El problema del poder central, el de la unidad, el de la impersonalidad del poder en su lucha contra las facciones, representadas en esa época por familias y por grupos muy pequeños, se planteó, inevitablemente, desde los comienzos de la independencia americana. Las respuestas autoritarias tuvieron gran auge en todo el mundo hispánico, en contraste con lo que había sucedido en los Estados Unidos de América del Norte. San Martín propuso la alternativa monárquica e hizo sondeos para ofrecerle la corona de Buenos Aires a un Borbón hijo de Carlos IV, don Francisco de Paula. Don Francisco, dando una prueba más del buen sentido político de los borbones, no aceptó el "regalo". Simón Bolivar se burló de este proyecto de San Martín en la forma siguiente: "Un rey europeo en América, dijo, será el rey de las ranas".

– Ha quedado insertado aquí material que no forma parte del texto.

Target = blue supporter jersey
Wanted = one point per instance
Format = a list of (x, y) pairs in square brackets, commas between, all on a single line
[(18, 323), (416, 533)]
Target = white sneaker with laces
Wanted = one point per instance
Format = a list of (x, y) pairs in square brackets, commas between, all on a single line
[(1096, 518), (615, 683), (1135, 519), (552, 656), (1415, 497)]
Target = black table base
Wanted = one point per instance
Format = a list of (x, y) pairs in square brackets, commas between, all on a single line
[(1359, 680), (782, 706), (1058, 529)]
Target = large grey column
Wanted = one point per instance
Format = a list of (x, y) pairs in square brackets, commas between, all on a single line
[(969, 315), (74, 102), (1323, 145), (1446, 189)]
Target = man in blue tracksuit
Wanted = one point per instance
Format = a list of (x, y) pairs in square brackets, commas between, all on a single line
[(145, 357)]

Bolivar creía tener una solución más práctica, más adecuada a nuestra idiosincrasia: una república en la que él mismo sería presidente vitalicio. Al saber esto, José de San Martín le habría devuelto la mano con otra frase: "No podremos nunca obedecer como a soberano a un individuo con quien habremos fumado nuestro cigarro en el campamento." Frases históricas, probablemente inventadas por la historia.

Como lo señala muy bien Mario Góngora en su prólogo a la nueva edición de La fronda Aristocrática en Chile, Alberto Edwards se hizo excesivas ilusiones sobre el carácter impersonal del régimen portaliano. Después se ilusionó con la dictadura de Ibáñez y fue ministro suyo hasta el último día, sin captar las razones que motivaron ese desenlace.

En contraste con Bolívar y con San Martín, Jorge Washington recibió de su ejército la oferta del poder vitalicio y la rechazó con indignación. Esa renuncia es uno de los orígenes de la democracia sólida del Norte. En las ex colonias españolas, en cambio, el croar de las ranas se ha escuchado siempre. Ser república y hablar en castellano, tanto en la península como en el Nuevo Mundo, es un problema casi tan difícil como el de la cuadratura del círculo.